Friday, June 26, 2026

EXTRA COPY — ECG Blog #536 — Why 2 Morphologies? — EXTRA COPY

The ECG in Figure-1 was sent to me for my thoughts. Initially I had no clinical information.

QUESTIONS:
  • What is the rhythm?  
  • Why are there different QRS morphologies?
  • What is the likely underlying cause of this rhythm?

Figure-1: The initial ECG in today's case — initially sent to me without clinical information. (To improve visualization — I've digitized the original ECG using PMcardio).


My Thoughts:
The overall rhythm in Figure-1 appears to be regular with obvious QRS widening — and a ventricular rate of just under 100/minute (ie, with an R-R interval just over 3 large boxes in duration).
  • There are different QRS morphologies.
  • Although the R-R interval varies slightly — I attributed this to uncertainty regarding where the QRS begins in some leads.
  • P waves are absent.
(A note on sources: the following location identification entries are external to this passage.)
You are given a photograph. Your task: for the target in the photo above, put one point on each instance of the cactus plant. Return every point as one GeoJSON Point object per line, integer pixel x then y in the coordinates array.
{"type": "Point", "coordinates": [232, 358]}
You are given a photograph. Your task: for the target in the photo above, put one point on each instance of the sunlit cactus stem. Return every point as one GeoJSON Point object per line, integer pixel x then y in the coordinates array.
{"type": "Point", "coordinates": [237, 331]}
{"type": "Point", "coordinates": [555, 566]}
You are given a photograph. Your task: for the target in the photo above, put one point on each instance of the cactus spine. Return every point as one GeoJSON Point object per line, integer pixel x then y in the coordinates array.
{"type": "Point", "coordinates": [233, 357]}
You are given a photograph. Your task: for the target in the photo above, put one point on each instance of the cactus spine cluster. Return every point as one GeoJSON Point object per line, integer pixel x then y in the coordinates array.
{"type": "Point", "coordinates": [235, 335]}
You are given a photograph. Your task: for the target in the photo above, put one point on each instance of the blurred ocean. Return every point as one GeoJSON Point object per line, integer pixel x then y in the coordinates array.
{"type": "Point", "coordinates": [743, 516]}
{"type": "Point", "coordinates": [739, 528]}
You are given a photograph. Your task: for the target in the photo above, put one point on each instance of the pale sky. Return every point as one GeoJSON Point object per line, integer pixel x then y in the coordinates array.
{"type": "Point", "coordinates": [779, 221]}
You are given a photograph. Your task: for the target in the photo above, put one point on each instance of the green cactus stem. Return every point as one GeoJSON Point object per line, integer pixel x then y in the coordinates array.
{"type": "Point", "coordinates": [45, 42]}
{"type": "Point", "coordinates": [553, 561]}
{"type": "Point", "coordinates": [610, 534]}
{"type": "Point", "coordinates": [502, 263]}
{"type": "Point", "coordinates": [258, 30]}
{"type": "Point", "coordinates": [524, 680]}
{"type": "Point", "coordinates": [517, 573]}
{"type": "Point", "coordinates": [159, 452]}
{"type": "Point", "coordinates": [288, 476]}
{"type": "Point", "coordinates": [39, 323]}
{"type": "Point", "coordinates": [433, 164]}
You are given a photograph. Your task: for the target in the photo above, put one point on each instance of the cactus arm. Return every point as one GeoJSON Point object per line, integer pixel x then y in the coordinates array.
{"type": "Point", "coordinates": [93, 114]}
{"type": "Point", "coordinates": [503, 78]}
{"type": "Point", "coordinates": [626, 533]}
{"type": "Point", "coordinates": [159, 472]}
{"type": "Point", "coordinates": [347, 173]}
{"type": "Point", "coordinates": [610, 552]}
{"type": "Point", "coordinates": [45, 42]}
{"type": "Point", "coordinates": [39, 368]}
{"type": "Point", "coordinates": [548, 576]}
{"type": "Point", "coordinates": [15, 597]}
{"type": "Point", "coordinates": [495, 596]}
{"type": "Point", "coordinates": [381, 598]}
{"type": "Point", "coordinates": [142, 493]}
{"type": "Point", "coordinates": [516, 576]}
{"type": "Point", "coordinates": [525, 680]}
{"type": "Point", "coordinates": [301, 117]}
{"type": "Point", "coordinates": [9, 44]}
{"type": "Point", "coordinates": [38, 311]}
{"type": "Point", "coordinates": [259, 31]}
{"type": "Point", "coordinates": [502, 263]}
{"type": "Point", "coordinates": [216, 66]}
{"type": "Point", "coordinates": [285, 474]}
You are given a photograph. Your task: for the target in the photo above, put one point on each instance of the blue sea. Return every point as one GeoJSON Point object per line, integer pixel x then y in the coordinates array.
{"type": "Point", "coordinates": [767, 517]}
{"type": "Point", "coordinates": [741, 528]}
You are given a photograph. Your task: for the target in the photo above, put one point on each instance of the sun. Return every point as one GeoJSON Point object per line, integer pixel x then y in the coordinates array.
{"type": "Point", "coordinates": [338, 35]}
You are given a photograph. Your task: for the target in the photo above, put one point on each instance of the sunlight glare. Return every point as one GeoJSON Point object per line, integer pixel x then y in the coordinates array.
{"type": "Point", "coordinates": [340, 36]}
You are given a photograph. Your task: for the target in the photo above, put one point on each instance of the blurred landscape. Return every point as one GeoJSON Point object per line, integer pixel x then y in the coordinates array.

The only suggestion of atrial activity that I saw is possible retrograde P waves in some chest leads.

PEARL #1: This tracing emphasizes the important concept that, "12 leads are Better than One" — because if you only looked at leads I and V1 (and/or at leads V2,V3,V4) — it would be easy to think the rhythm was simply AIVR (Accelerated IdioVentricular Rhythm)
  • Instead, as shown in Figure-2 — there clearly is an alternating QRS morphology that is seen every-other-beat.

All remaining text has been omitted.